Automated Inter-node bandwidth testing and visualization for GPU clusters using NCCL.
Example topology graph of an 8-node H100 cluster, with 8 GPUs per node. (alltoall_perf)
Key Features:
- Run single-node NCCL tests for intra-node performance evaluation
- Run pairwise NCCL tests across all node combinations for inter-node evaluation
- Parse logs and generate summary reports (CSV/Markdown)
- Visualize network topology with bandwidth graphs
- Support for SLURM clusters
Testing Strategy:
- Single-node tests: Evaluate intra-node GPU communication performance on each node individually
- Pairwise tests: For N nodes, test all pairs (e.g., 4 nodes → 6 pairs: A-B, A-C, A-D, B-C, B-D, C-D) to evaluate inter-node communication
- Motivation
- Limitations
- Project Structure
- Prerequisites
- Usage
- Useful Links
- Troubleshooting
- Known Issues
NVIDIA’s NCCL Tests already provides a reliable and privilege-free way to benchmark GPU communication performance. However, in real-world HPC or cloud environments, users without administrative access often face limited visibility into the system. Tools such as NVIDIA DCGM or low-level network profilers are typically unavailable, making it difficult to obtain a clear picture of inter-node communication performance.
This raises a practical challenge:
How can we systematically evaluate and visualize inter-node bandwidth patterns in a GPU cluster without relying on administrative tools or privileges?
NCCL Tests Cluster bridges this gap by automating and extending NCCL Tests for scalable, user-level performance evaluation. It enables users to:
- Automatically run pairwise NCCL benchmarks across all node combinations
- Parse and summarize logs into structured CSV/Markdown reports
- Visualize network topology with bandwidth-based heatmaps and graphs
Together, these capabilities extend NCCL testing into a fully automated and scalable workflow—making it easier to verify cluster health, identify communication bottlenecks, and optimize resource allocation even without system-level monitoring tools.
- Scheduler: Only SLURM is supported currently
- GPU/NIC Selection:
- No automatic testing of all GPU/NIC combinations
- Manual configuration via environment variables (e.g.,
CUDA_VISIBLE_DEVICES, NCCL variables) is possible - GPU/NIC details are only visible in debug logs (
--debugenablesNCCL_DEBUG=INFO)
- Test Configuration: Only pairwise (N=2) tests supported
This structure allows users to easily manage benchmark results across multiple clusters, with each cluster maintaining its own NCCL test logs and summaries.
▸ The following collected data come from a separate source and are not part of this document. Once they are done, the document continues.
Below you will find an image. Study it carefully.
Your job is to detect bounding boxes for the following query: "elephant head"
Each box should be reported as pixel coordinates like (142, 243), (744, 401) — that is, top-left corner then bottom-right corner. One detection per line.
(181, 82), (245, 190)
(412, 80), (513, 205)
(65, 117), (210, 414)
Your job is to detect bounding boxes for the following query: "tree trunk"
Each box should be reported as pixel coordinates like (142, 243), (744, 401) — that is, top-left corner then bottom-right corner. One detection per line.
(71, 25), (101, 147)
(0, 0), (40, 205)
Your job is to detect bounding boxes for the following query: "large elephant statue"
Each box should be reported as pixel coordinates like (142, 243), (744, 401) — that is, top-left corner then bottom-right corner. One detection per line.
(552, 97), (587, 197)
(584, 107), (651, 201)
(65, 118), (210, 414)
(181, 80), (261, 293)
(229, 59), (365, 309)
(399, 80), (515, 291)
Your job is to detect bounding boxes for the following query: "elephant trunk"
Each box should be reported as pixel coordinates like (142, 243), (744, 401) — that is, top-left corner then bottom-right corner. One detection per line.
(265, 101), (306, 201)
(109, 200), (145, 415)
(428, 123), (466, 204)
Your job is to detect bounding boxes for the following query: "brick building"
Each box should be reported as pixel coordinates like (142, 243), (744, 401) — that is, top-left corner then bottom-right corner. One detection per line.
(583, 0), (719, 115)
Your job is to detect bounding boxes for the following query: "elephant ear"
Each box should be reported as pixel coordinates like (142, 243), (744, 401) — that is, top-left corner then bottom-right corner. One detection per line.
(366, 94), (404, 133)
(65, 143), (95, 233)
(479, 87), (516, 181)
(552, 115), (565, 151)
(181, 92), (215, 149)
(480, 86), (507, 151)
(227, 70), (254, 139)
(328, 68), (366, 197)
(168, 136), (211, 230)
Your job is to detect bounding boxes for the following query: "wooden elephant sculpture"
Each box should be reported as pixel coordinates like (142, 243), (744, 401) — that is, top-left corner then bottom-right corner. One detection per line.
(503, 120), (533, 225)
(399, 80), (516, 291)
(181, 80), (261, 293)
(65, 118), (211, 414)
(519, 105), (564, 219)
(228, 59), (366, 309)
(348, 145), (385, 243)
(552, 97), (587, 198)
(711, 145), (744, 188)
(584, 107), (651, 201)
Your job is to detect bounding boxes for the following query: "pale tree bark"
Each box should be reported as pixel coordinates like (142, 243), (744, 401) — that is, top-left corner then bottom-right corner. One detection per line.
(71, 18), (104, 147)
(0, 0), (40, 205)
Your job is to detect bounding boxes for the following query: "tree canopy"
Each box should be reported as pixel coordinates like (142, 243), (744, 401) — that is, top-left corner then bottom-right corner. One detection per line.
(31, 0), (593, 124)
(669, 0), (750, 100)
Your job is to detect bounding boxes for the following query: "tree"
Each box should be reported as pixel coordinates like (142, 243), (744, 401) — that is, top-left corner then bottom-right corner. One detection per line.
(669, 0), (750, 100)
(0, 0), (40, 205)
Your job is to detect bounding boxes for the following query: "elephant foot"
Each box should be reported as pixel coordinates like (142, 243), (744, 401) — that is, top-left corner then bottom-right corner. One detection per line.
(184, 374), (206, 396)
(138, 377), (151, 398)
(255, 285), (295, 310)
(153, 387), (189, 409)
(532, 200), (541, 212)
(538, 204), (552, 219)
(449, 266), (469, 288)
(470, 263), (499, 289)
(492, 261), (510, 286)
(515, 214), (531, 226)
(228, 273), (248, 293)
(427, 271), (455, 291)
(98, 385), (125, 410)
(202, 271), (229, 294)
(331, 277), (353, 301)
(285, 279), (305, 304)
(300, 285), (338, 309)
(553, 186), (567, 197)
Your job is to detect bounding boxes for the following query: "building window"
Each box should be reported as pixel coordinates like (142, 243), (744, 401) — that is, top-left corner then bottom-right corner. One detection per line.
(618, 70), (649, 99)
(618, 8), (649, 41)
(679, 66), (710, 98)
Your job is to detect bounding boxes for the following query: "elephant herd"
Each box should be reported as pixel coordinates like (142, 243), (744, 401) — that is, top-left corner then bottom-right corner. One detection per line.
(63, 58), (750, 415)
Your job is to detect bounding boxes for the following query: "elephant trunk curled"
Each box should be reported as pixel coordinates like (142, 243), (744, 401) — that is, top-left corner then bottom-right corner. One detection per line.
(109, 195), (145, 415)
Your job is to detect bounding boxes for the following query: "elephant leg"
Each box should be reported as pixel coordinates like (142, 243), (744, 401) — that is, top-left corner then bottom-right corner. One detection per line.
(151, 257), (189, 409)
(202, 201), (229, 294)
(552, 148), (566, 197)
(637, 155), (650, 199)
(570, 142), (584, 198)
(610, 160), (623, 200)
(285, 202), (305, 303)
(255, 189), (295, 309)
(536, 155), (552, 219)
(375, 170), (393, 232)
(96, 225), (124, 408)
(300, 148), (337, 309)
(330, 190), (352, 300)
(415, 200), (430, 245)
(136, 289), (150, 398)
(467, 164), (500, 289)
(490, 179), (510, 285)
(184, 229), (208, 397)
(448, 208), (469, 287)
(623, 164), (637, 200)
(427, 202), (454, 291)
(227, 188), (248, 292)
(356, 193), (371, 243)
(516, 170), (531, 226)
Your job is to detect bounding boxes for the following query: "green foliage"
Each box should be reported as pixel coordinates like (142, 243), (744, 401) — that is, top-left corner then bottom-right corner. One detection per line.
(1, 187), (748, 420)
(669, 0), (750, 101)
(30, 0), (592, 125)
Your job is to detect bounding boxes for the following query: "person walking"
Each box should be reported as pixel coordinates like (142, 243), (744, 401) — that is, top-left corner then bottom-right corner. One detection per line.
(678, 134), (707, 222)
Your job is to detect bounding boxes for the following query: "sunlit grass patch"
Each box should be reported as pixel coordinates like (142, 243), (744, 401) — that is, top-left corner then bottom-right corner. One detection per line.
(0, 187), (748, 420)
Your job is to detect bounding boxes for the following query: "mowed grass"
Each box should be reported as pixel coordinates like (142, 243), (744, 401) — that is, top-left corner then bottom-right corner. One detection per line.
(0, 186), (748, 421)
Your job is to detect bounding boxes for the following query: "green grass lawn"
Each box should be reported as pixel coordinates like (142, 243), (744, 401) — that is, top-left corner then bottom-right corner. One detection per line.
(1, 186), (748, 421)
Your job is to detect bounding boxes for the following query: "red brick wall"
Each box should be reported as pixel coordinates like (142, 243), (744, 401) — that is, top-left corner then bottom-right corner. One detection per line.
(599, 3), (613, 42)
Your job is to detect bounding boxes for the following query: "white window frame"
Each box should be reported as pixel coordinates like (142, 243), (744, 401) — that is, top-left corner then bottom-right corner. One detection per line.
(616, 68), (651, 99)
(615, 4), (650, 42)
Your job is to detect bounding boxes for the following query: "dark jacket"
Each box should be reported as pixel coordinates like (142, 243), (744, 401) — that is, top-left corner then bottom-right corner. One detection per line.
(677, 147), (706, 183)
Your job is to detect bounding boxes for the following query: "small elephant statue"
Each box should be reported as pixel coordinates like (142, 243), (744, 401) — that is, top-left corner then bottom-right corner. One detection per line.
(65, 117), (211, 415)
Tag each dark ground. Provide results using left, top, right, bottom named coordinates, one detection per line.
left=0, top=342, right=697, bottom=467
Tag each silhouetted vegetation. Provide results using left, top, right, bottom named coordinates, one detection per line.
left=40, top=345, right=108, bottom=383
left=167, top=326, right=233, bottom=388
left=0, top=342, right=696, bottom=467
Additional documents or scripts related to specific clusters—such as hardware specifications or other types of benchmarks—can also be included as needed.
benchmarks/
{cluster_name}/ # e.g., cluster01: 8 nodes × 8 H100 GPUs each
nccl-benchmark-results/
single-node/ # Single node test results
with-debug/
logs/
summary.csv
summary.md
without-debug/
(same as above)
multi-node/ # Multi-node test results
(same as above)
pairwise/ # Pairwise test results
with-debug/
logs/
topology/
summary.csv
summary.md
without-debug/
(same as above)
# ... others documents/scripts of this cluster
{cluster_name2}/
nccl/
build/ # Compiled NCCL library (NCCL_HOME)
nccl-tests/
build/ # Compiled NCCL test binaries (NCCL_TEST)
# ... scriptsFor convenience, it is recommended to clone this repository into $HOME/ by default. Otherwise, you might need to modify the paths in sbatch_run_nccl_tests_pairs.sh accordingly.
cd $HOME
git clone https://github.com/xxrjun/nccl-tests-cluster.git
cd nccl-tests-clusterTip
This project is build on NVIDIA/nccl and NVIDIA/nccl-tests. Please refer to their README files for more information about NCCL and NCCL tests.
Or you can run with the provided build script build_nccl_and_tests.sh to build NCCL and NCCL tests automatically.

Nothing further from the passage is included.